Arriving at "Yankee Station" via Japan and the Philippines on 14 March 1968. The warship conducted shore bombardment missions off II and III Corps areas of responsibility in April and May as part of the Vietnamese counter-offensive after Tet, targeting enemy concentrations ashore. The destroyer also conducted patrols off Taiwan in June before sailing home on 15 June, arriving in San Diego via Sasebo on 5 July. Herbert J. Thomas spent the last three months of the year in overhaul at Long Beach.

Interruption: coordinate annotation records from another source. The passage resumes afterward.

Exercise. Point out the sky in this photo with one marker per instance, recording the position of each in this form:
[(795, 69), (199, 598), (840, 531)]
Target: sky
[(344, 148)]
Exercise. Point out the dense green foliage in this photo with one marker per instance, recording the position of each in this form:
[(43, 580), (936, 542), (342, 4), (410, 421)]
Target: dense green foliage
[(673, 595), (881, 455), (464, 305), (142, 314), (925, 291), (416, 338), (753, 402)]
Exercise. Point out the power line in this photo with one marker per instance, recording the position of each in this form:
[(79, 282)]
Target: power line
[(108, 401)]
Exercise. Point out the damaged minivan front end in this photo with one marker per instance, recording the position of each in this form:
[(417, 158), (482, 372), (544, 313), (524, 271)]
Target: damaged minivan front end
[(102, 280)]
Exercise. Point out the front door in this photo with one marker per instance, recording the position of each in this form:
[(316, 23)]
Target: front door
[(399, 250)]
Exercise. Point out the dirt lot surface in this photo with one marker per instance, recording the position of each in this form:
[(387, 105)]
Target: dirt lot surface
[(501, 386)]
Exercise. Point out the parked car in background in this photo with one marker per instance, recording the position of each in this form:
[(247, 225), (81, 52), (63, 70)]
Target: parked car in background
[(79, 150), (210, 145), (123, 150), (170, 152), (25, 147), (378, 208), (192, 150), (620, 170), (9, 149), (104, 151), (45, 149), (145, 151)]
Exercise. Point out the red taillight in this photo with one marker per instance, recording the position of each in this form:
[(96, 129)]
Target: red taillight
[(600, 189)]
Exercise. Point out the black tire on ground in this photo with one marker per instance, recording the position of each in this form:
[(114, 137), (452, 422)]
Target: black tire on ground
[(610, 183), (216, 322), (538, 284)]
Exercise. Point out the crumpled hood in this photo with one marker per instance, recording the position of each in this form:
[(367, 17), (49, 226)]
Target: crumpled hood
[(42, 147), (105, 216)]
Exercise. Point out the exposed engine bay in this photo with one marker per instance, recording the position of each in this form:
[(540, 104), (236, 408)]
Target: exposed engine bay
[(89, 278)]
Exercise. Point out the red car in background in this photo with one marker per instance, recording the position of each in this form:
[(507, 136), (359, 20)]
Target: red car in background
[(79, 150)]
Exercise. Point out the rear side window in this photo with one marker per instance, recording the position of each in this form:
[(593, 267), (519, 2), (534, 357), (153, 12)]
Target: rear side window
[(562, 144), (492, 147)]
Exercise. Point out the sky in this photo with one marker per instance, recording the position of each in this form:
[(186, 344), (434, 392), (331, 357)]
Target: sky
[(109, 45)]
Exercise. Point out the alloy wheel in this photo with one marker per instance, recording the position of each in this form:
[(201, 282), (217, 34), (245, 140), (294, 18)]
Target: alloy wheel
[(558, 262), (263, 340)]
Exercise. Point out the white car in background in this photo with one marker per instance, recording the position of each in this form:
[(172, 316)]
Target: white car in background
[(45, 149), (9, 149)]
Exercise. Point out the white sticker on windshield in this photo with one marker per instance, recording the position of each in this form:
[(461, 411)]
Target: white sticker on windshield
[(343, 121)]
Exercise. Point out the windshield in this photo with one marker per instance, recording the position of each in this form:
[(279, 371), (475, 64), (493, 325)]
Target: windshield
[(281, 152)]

After completing refresher training that spring, the destroyer departed San Diego for her next Western Pacific deployment on 4 June 1969. Arriving in the Tonkin Gulf on 3 July, Herbert J. Thomas began three weeks of positive identification and radar advisory zone (PIRAZ) duty (air traffic coordination) as well as the occasional shore bombardment mission. Following a port visit to Sasebo in early August, the warship conducted another three-week PIRAZ tour before putting in at Hong Kong on 15 September. She conducted one more shore bombardment patrol in October before turning for home on 1 November, arriving in San Diego via Subic Bay, Guam, Midway, and Pearl Harbor on 23 November.

In the summer of 1970, Herbert J. Thomas served as a school and training ship for NROTC midshipmen. In late August, the warship failed a final service inspection and was immediately tapped for inactivation. Herbert J. Thomas was decommissioned at San Diego on 4 December 1970.

She was struck from the Naval Vessel Register on 1 February 1974 and transferred to the Republic of China through the Security Assistance Program (SAP) on 1 June 1974.

=== Service in the Republic of China Navy ===
The destroyer served in the Republic of China Navy as ROCS Han Yang (DD-915) on 17 March 1975.

In the 1980s, she underwent the Wu-Chin II modernization program and reclassified as DDG-915.

She was retired on 16 August 1999 and sunk as an artificial reef.

Her mast is on display at the Yuanzhiluxiuxian Park, Tainan.

==Awards==
- Herbert J. Thomas received six Battle Stars for Korean War service and three Battle Stars for Vietnam service.